Stack: Python (data pipelines), Docker/Kubernetes, GitHub Actions / CI/CD, TypeScript, document parsing (OCR, AST)
Why this role exists
The enforcement architecture needs two things to function: clean evidence in the database, and reliable deployment artifacts that work in any environment. You own both. You build the Kura evidence pipeline that transforms raw compliance PDFs into structured, verified database records. And you build the CI/CD and container orchestration that packages our multi-language stack into artifacts that deploy to cloud, API endpoints, or air-gapped bare-metal.
What you'll do
- Build the evidence creation pipeline. Write the workers that ingest compliance documents, extract structural hierarchies, generate vector embeddings, and load them into PostgreSQL. Work closely with our taxonomist to enforce SIRE rules during ingestion — malformed text never enters the index.
- Own container orchestration. Write the Docker and Kubernetes configurations that network our Aurora containers with local inference servers and the frontend application.

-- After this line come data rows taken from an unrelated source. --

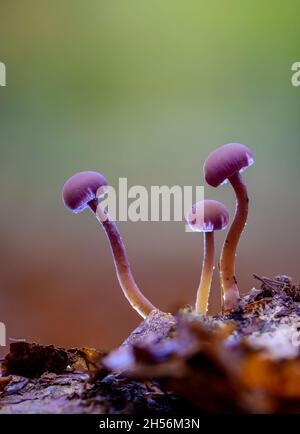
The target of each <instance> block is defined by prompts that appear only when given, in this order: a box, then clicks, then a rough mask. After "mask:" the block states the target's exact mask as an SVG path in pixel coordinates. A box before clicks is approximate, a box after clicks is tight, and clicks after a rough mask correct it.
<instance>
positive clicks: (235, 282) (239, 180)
mask: <svg viewBox="0 0 300 434" xmlns="http://www.w3.org/2000/svg"><path fill="white" fill-rule="evenodd" d="M228 180H229V182H230V183H231V185H232V187H233V189H234V191H235V194H236V212H235V217H234V220H233V222H232V225H231V227H230V229H229V231H228V234H227V237H226V240H225V242H224V245H223V249H222V253H221V258H220V278H221V287H222V293H223V302H224V310H228V309H232V308H235V307H237V305H238V301H239V298H240V294H239V289H238V286H237V280H236V277H235V257H236V249H237V245H238V242H239V239H240V237H241V234H242V232H243V229H244V227H245V224H246V221H247V216H248V206H249V198H248V193H247V187H246V185H245V183H244V181H243V178H242V177H241V175H240V173H236V174H235V175H233V176H231V177H230V178H228Z"/></svg>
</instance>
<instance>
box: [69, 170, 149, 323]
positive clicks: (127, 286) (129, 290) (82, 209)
mask: <svg viewBox="0 0 300 434" xmlns="http://www.w3.org/2000/svg"><path fill="white" fill-rule="evenodd" d="M106 187H107V181H106V179H105V178H104V176H102V175H101V174H100V173H97V172H79V173H76V174H75V175H73V176H72V177H71V178H69V179H68V180H67V181H66V183H65V185H64V187H63V192H62V197H63V201H64V203H65V205H66V207H67V208H68V209H69V210H71V211H72V212H74V213H80V212H82V211H84V210H85V209H87V208H90V209H91V210H92V212H93V213H94V214H95V215H96V217H97V219H98V221H99V222H100V224H101V225H102V227H103V229H104V231H105V234H106V236H107V238H108V240H109V243H110V247H111V251H112V255H113V259H114V263H115V267H116V272H117V276H118V280H119V283H120V286H121V288H122V290H123V292H124V295H125V297H126V298H127V300H128V301H129V303H130V304H131V306H132V307H133V308H134V309H135V310H136V311H137V312H138V313H139V314H140V315H141V316H142V317H143V318H145V317H146V316H148V315H149V313H150V312H151V311H152V310H154V309H155V307H154V306H153V304H152V303H150V301H149V300H148V299H147V298H146V297H145V296H144V295H143V294H142V293H141V291H140V290H139V288H138V286H137V284H136V282H135V280H134V278H133V276H132V273H131V270H130V264H129V261H128V259H127V254H126V250H125V246H124V243H123V240H122V238H121V235H120V232H119V230H118V228H117V225H116V223H115V221H113V220H112V218H111V217H110V216H109V214H108V213H107V212H106V210H105V209H104V208H103V206H102V205H101V202H99V201H98V197H99V196H101V194H103V193H104V192H105V188H106Z"/></svg>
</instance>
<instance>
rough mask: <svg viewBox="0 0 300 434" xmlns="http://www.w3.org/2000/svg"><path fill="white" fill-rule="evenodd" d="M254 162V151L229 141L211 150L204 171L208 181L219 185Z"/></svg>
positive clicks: (217, 185) (227, 179)
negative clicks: (211, 151) (217, 147)
mask: <svg viewBox="0 0 300 434" xmlns="http://www.w3.org/2000/svg"><path fill="white" fill-rule="evenodd" d="M253 163H254V158H253V154H252V151H251V150H250V149H249V148H248V147H247V146H245V145H242V144H240V143H228V144H227V145H223V146H220V147H219V148H217V149H216V150H215V151H213V152H211V153H210V154H209V156H208V157H207V159H206V161H205V163H204V167H203V172H204V177H205V179H206V182H207V183H208V184H210V185H212V186H213V187H218V186H219V185H220V184H224V183H226V182H227V181H228V178H230V177H231V176H233V175H235V174H236V173H238V172H242V171H244V170H246V169H247V168H248V167H250V166H251V165H252V164H253Z"/></svg>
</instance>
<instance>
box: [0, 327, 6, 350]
mask: <svg viewBox="0 0 300 434" xmlns="http://www.w3.org/2000/svg"><path fill="white" fill-rule="evenodd" d="M5 346H6V327H5V324H3V322H0V347H5Z"/></svg>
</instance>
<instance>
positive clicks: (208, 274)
mask: <svg viewBox="0 0 300 434" xmlns="http://www.w3.org/2000/svg"><path fill="white" fill-rule="evenodd" d="M203 255H204V256H203V263H202V273H201V279H200V284H199V287H198V291H197V298H196V306H195V309H196V312H200V313H203V314H205V315H206V313H207V309H208V299H209V291H210V287H211V281H212V275H213V270H214V258H215V240H214V233H213V232H204V250H203Z"/></svg>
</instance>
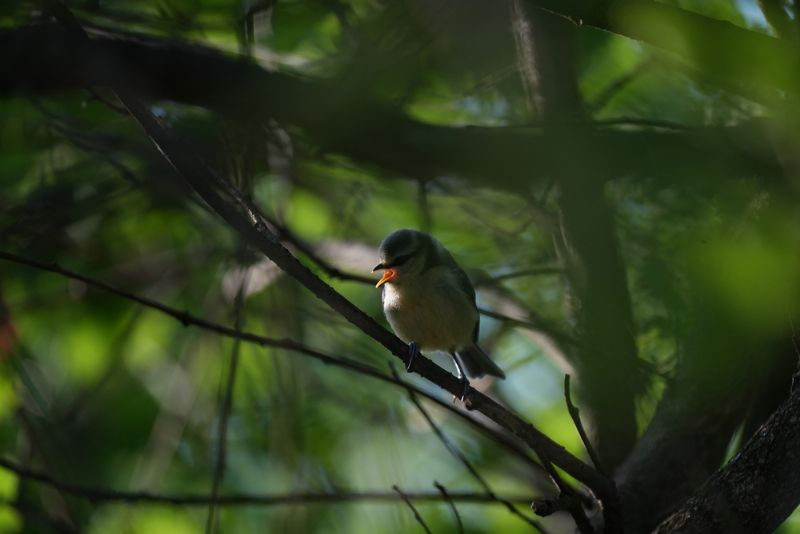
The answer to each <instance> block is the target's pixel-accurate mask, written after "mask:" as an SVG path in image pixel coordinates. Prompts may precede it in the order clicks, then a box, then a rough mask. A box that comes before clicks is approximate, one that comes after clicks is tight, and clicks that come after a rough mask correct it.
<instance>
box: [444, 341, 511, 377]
mask: <svg viewBox="0 0 800 534" xmlns="http://www.w3.org/2000/svg"><path fill="white" fill-rule="evenodd" d="M453 356H454V357H455V358H456V359H458V363H459V364H461V367H462V368H463V369H464V372H465V373H466V374H467V376H468V377H469V378H480V377H482V376H483V375H492V376H496V377H498V378H505V377H506V374H505V373H504V372H503V370H502V369H500V368H499V367H498V366H497V364H496V363H494V362H493V361H492V360H491V358H489V356H488V355H487V354H486V353H485V352H483V349H481V348H480V347H479V346H478V345H477V343H473V344H472V345H470V346H469V347H465V348H463V349H461V350H459V351H458V352H456V353H455V354H454V355H453Z"/></svg>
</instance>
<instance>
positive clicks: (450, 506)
mask: <svg viewBox="0 0 800 534" xmlns="http://www.w3.org/2000/svg"><path fill="white" fill-rule="evenodd" d="M433 485H434V486H436V489H437V490H439V493H441V494H442V497H444V500H445V501H447V504H449V505H450V510H452V511H453V517H455V520H456V526H458V534H464V523H463V522H462V521H461V514H459V513H458V508H456V503H455V502H454V501H453V498H452V497H450V492H448V491H447V488H445V487H444V486H442V485H441V484H439V482H437V481H435V480H434V482H433Z"/></svg>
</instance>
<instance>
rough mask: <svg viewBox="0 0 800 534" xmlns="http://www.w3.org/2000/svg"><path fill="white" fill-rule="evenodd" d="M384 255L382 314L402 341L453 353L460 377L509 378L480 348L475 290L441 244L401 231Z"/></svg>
mask: <svg viewBox="0 0 800 534" xmlns="http://www.w3.org/2000/svg"><path fill="white" fill-rule="evenodd" d="M379 253H380V260H381V263H379V264H378V265H377V266H376V267H375V270H383V271H384V274H383V277H382V278H381V280H380V281H379V282H378V286H379V287H382V289H383V292H382V295H381V298H382V301H383V311H384V313H385V314H386V318H387V319H388V321H389V324H391V326H392V329H393V330H394V331H395V333H396V334H397V335H398V337H400V339H402V340H403V341H405V342H407V343H412V342H413V343H415V344H416V346H418V347H419V348H420V349H422V350H423V351H426V350H427V351H431V350H441V351H445V352H448V353H450V354H451V356H452V357H453V359H454V360H455V363H456V367H457V369H458V372H459V374H461V373H462V371H463V373H465V374H466V375H467V376H469V377H481V376H483V375H485V374H490V375H494V376H497V377H500V378H505V374H504V373H503V371H502V370H501V369H500V368H499V367H498V366H497V365H496V364H495V363H494V362H493V361H492V360H491V359H490V358H489V356H487V355H486V353H485V352H483V350H481V348H480V347H479V346H478V344H477V341H478V328H479V324H480V322H479V315H478V309H477V307H476V305H475V290H474V289H473V287H472V284H471V283H470V281H469V278H468V277H467V275H466V273H465V272H464V271H463V270H462V269H461V267H459V265H458V264H457V263H456V262H455V260H454V259H453V257H452V256H451V255H450V253H449V252H448V251H447V249H445V248H444V246H443V245H442V244H441V243H439V241H437V240H436V239H434V238H433V237H431V236H430V235H428V234H426V233H423V232H419V231H417V230H409V229H402V230H397V231H395V232H393V233H391V234H390V235H389V236H387V237H386V238H385V239H384V240H383V242H382V243H381V246H380V250H379Z"/></svg>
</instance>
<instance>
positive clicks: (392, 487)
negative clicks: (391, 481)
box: [392, 484, 432, 534]
mask: <svg viewBox="0 0 800 534" xmlns="http://www.w3.org/2000/svg"><path fill="white" fill-rule="evenodd" d="M392 489H393V490H395V491H396V492H397V493H398V495H400V498H402V499H403V502H405V503H406V505H407V506H408V507H409V508H410V509H411V512H412V513H413V514H414V519H416V520H417V523H419V524H420V525H422V529H423V530H424V531H425V532H427V534H432V533H431V529H430V528H428V525H426V524H425V520H424V519H422V516H421V515H419V511H417V509H416V507H415V506H414V503H412V502H411V498H410V497H409V496H408V495H406V494H405V493H403V491H402V490H401V489H400V488H399V487H397V485H396V484H395V485H394V486H392Z"/></svg>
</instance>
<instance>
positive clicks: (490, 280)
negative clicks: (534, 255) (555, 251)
mask: <svg viewBox="0 0 800 534" xmlns="http://www.w3.org/2000/svg"><path fill="white" fill-rule="evenodd" d="M553 274H564V268H563V267H561V266H558V265H543V266H541V267H531V268H530V269H520V270H519V271H511V272H509V273H505V274H498V275H496V276H491V277H486V278H484V279H481V280H476V281H475V287H480V286H487V285H496V284H499V283H500V282H505V281H506V280H511V279H513V278H523V277H526V276H547V275H553Z"/></svg>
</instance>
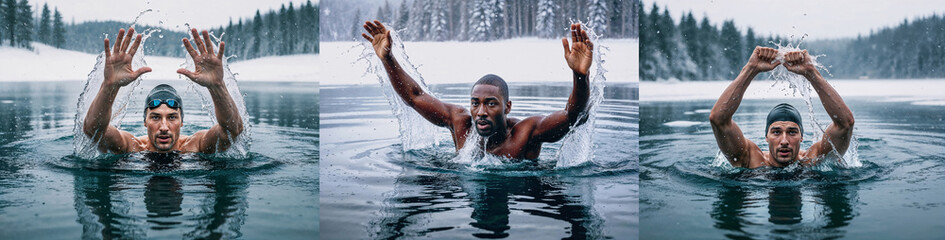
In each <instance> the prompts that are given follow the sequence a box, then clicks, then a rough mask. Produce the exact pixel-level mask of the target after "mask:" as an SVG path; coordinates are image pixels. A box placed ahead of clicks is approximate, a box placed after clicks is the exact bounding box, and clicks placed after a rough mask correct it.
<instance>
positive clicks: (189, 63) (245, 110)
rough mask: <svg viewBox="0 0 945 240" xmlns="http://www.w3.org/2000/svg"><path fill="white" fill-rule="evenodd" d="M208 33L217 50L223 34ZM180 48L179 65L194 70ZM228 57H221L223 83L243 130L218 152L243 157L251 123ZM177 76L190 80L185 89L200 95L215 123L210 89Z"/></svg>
mask: <svg viewBox="0 0 945 240" xmlns="http://www.w3.org/2000/svg"><path fill="white" fill-rule="evenodd" d="M185 25H187V26H188V27H189V26H190V25H189V24H185ZM208 35H209V36H210V38H212V39H211V40H210V41H211V45H212V46H213V50H212V51H213V52H218V51H219V50H220V48H219V47H220V41H221V39H222V37H223V36H222V35H221V36H220V37H217V36H216V35H214V33H212V32H208ZM181 50H182V51H185V52H184V56H187V57H184V62H183V63H181V64H180V67H181V68H185V69H187V70H190V71H195V69H196V65H195V64H194V61H193V59H192V58H191V57H190V55H189V54H188V53H187V52H186V51H187V50H186V49H184V48H183V47H181ZM229 59H230V57H229V56H224V57H223V83H224V85H225V86H226V89H227V91H228V93H229V94H230V98H232V99H233V103H234V104H235V105H236V107H237V109H238V110H239V114H240V118H242V120H243V132H242V133H241V134H240V135H239V136H237V137H236V138H230V139H229V140H230V142H231V143H232V144H231V145H230V147H229V148H228V149H227V150H226V151H224V152H222V153H218V154H220V155H222V156H224V157H230V158H245V157H246V154H247V153H249V147H250V145H252V137H251V136H252V125H251V124H250V121H249V119H250V118H249V113H248V112H247V111H246V102H245V101H244V100H243V94H242V93H241V92H240V88H239V83H238V82H237V80H236V75H235V74H234V73H233V71H231V70H230V64H229ZM178 78H179V79H182V80H184V81H188V82H190V84H189V85H188V86H187V91H191V92H193V93H195V94H196V95H197V96H199V97H200V109H202V110H203V111H204V112H206V114H207V117H209V118H210V120H211V121H212V122H213V123H216V122H217V116H216V110H215V107H214V105H213V98H212V97H210V90H207V88H205V87H203V86H200V85H199V84H197V83H195V82H193V81H191V80H190V79H188V78H187V77H185V76H183V75H178Z"/></svg>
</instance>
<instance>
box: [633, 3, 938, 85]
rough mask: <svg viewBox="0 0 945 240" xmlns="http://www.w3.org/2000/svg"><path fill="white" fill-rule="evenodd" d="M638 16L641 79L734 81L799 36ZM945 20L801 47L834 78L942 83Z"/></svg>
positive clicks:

- Build multi-target CI/CD. Every commit compiles into a cloud-ready image or a self-contained offline tarball. Build the release pipelines that make both targets work reliably.
- Handle evidence versioning. Regulatory frameworks change. When ISO 27001 is revised, the pipeline must invalidate superseded chunks and integrate the new hierarchy without breaking existing Kura rules or downstream governance gates.
- Keep glue code invisible. Integration code should be fault-tolerant and require zero maintenance once deployed. Build the system, not the fix.
What we're looking for
- Data + DevOps hybrid: Equally comfortable writing a GitHub Action and writing a Python script to chunk a 500-page PDF. You don't just move data — you understand how to transform it.
- Container mastery: Deep experience containerizing complex, multi-language architectures. You optimize image sizes and manage internal microservice networking.
- Scripting proficiency: Strong Python for data processing and shell scripting for infrastructure automation.
- Pragmatism: You automate what should be automated and don't over-engineer what shouldn't be.
Why Kenshiki?
You'll build the data arteries and delivery mechanisms for a governed AI system deployed into environments where failure is not an abstraction. The pipelines you build are what make evidence-grade AI possible.